Run-time improvements:

  • mrp now tracks the number of posix processes owned by the user and
    compares to the current process rlimit (ulimit -u), throttling the
    number of spawned jobs if the user is approaching that limit. It will
    also issue a warning at startup if the difference between the current process
    count and the process rlimit is small compared to --localcores. This
    should mitigate the frequently-observed issues with massive computers with
    64+ cores, but with the default process ulimit of 1024.
  • The default memory reservation for all jobs is now 1gb. Stages which
    need more may specify that either in the mro definition or dynamically
    in their split stage.
  • mrp now proceeds immediately between the split, chunk, and join phases
    of a stage rather than waiting for the next iteration of the run loop.
    This is a trivial speedup compared to most pipeline run times, but
    improves the cache hit rate for processing of stage inputs and outputs.
  • mrp no longer recomputes the bindings for a stage separately when
    starting each chunk of that stage. This can save a very large amount of
    memory and time for stages with many chunks and large input argument
    structures.
  • --never-local flag causes mrp to ignore local modifier on
    non-preflight stages. This may be important when mrp is running on a
    submit host with limited resources.
  • mrp's steady-state thread and memory usage has been reduced substantially.
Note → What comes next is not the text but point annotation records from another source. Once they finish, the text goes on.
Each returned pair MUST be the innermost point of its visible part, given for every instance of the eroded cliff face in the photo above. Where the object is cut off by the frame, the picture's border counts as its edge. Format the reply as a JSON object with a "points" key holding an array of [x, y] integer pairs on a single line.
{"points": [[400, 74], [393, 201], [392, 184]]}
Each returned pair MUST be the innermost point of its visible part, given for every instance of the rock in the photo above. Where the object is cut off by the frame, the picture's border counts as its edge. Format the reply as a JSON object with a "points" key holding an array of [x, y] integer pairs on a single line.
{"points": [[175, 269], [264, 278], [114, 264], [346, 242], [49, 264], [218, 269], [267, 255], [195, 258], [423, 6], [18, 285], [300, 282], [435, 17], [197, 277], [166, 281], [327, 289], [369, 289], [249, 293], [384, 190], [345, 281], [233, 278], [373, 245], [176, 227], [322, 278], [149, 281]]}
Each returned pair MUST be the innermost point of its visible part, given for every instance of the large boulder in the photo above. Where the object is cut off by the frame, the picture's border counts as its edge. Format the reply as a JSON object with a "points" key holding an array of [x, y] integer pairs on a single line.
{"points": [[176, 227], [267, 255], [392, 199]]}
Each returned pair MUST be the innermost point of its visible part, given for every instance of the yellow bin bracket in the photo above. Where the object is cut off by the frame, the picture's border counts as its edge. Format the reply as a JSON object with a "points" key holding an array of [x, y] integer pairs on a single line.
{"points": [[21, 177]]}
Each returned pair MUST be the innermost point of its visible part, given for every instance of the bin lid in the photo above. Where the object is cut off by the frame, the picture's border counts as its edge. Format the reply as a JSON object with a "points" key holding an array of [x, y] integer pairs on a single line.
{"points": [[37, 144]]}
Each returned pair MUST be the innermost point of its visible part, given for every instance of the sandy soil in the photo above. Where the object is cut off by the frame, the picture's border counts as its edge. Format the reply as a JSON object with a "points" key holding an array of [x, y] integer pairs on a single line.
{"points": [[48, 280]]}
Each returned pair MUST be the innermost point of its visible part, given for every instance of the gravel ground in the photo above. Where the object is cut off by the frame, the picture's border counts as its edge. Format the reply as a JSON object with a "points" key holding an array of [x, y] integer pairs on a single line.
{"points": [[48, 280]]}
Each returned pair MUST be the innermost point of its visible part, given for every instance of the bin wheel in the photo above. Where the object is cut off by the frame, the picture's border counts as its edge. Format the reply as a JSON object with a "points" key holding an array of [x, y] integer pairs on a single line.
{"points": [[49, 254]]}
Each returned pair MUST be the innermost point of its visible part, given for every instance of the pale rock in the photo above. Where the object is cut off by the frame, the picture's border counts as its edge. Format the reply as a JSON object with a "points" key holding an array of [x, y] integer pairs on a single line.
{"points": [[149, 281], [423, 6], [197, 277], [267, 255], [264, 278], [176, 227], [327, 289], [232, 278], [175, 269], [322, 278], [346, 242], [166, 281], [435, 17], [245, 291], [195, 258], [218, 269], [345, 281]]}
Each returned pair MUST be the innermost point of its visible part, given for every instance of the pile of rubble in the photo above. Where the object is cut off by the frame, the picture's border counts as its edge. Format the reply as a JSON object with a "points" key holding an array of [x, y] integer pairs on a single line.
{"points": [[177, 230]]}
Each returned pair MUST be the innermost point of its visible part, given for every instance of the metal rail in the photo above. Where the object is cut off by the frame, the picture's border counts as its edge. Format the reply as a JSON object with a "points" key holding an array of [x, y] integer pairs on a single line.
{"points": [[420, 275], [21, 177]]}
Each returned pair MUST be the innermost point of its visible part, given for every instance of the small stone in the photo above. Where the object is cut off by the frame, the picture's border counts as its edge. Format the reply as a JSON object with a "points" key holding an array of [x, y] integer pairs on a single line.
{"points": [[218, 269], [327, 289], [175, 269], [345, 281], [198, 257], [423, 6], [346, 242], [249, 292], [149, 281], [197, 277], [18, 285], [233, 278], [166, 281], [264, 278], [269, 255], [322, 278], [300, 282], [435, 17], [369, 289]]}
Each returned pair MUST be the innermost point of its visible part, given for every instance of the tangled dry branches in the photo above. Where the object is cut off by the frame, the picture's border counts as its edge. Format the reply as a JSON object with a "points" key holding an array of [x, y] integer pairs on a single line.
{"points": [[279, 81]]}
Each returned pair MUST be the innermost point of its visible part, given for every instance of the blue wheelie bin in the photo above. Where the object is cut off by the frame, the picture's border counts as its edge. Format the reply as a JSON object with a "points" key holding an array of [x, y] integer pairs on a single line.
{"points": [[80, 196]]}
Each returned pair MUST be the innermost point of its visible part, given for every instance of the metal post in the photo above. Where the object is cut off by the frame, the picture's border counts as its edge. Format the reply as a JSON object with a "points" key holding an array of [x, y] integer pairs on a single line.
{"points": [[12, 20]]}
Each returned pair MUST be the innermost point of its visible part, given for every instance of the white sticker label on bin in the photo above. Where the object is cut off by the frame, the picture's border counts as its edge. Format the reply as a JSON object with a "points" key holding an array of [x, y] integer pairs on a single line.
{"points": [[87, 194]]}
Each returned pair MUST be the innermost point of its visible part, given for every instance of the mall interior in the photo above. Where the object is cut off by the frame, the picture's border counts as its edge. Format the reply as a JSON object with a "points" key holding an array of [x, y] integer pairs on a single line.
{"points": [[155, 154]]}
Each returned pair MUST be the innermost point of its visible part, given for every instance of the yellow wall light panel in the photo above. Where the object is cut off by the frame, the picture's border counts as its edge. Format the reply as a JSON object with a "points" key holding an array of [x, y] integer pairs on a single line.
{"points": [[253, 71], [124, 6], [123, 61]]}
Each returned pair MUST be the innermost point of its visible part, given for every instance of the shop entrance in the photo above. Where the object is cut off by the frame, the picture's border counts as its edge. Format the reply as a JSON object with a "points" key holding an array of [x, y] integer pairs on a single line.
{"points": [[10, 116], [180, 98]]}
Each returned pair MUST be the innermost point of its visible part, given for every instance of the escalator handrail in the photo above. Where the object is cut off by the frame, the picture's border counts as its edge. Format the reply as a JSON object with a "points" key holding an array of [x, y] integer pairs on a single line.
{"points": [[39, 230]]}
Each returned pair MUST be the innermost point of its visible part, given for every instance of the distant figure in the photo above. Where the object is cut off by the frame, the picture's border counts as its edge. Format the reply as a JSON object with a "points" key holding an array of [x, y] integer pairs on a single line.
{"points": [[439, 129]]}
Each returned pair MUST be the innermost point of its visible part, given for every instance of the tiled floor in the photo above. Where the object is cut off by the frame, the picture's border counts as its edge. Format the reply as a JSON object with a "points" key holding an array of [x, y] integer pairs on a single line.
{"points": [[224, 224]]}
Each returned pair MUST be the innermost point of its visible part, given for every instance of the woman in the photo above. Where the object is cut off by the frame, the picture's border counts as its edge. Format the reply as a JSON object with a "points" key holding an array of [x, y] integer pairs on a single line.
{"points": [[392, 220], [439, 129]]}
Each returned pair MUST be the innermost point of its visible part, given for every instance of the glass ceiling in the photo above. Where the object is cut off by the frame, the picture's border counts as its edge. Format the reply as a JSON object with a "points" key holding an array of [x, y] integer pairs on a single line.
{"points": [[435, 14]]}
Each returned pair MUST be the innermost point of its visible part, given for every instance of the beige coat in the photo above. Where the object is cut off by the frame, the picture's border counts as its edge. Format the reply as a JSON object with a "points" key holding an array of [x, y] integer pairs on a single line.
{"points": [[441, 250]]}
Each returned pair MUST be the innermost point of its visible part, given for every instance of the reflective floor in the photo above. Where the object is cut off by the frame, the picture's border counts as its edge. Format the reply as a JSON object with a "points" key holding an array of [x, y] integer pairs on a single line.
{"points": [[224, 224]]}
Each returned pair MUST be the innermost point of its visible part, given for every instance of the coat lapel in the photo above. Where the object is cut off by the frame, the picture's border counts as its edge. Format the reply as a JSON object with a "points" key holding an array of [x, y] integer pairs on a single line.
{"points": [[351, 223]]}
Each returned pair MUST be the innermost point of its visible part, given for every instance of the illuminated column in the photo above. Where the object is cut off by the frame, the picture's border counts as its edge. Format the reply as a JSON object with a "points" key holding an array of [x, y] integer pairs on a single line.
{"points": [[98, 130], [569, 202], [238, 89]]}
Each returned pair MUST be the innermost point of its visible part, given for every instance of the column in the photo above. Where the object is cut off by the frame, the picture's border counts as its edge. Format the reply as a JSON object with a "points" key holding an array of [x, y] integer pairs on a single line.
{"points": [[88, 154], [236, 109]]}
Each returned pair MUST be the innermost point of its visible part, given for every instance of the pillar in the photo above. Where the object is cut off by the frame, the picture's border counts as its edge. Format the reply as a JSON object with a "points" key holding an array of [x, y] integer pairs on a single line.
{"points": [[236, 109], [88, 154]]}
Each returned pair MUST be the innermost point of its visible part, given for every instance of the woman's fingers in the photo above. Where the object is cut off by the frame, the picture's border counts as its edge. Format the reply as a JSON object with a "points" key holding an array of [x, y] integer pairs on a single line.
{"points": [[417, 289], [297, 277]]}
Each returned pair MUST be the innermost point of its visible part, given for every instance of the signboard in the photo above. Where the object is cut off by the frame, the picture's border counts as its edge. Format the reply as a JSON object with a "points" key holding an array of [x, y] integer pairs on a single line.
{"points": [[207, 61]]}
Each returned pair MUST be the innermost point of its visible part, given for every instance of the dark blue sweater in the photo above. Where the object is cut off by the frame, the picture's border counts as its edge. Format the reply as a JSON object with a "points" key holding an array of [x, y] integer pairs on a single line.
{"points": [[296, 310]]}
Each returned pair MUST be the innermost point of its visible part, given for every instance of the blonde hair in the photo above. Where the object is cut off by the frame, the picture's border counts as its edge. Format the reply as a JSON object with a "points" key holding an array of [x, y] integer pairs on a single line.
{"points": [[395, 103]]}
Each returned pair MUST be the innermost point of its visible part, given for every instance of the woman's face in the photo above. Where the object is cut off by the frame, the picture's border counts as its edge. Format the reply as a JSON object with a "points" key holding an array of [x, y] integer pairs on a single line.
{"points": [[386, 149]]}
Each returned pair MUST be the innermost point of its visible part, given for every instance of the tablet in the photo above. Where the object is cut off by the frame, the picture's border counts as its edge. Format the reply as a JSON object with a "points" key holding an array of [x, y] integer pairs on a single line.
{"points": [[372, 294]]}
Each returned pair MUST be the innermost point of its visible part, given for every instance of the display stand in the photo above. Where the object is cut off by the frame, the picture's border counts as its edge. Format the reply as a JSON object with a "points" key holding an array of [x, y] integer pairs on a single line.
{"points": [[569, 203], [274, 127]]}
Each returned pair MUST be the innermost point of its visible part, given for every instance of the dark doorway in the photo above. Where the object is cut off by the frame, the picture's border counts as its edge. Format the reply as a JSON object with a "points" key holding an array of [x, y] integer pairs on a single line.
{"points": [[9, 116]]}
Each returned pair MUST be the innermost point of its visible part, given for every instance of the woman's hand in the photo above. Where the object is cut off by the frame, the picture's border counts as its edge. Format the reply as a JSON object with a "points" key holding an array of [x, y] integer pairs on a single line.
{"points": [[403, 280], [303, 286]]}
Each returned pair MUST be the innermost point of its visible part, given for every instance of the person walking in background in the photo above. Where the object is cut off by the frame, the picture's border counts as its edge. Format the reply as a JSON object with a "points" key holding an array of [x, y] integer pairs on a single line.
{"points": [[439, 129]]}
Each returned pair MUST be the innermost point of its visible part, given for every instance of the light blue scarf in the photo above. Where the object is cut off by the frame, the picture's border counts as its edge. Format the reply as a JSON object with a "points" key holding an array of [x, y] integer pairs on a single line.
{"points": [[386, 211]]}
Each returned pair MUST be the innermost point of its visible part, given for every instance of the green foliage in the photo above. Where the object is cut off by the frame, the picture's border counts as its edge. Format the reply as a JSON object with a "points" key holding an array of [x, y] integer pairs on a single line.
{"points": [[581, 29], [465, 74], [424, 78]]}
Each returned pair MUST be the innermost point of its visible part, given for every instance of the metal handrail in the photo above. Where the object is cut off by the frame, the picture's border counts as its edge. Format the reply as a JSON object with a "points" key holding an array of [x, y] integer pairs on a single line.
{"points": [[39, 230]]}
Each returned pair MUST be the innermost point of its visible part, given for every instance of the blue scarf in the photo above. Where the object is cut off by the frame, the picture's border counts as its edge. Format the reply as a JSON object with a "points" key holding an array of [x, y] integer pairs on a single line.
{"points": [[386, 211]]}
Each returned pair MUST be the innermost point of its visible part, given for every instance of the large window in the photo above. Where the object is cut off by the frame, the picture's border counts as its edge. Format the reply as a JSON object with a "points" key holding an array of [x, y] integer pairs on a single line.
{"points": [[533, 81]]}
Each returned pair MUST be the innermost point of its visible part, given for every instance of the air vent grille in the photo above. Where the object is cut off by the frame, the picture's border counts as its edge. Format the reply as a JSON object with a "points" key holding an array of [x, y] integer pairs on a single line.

    For most pipelines, the rss usage should stay under 30mb most of the time, and
    the number of posix threads should also be reduced.
  • Walking directory trees to, for example, delete files during VDR is now
    faster, particularly on network file systems.
  • Minor improvements to the rendering speed for the web UI.
  • The web UI now has a favicon.
  • The web UI for the pipeline graph now only renders a single line for
    each dependency, rather than a line for each argument.
  • Volatile Disk Recovery's dependency tracking now ignores arguments of
    types int, float, and bool when considering whether intermediate files
    can be deleted, since those cannot contain file names.
  • If a (non-int,float,bool) output argument of a stage is depended on by
    the top-level pipeline, the stage will not be cleaned up by VDR. This
    should make VDR safe to enable for nearly all stages.
  • mrjob now attempts to track the I/O syscall and bytes rates for stage
    code. Unfortunately, due to limitations of the Linux kernel's reporting of
    such metrics, this is only accurate for block devices (e.g. local disk), as
    opposed to for example NFS mounts.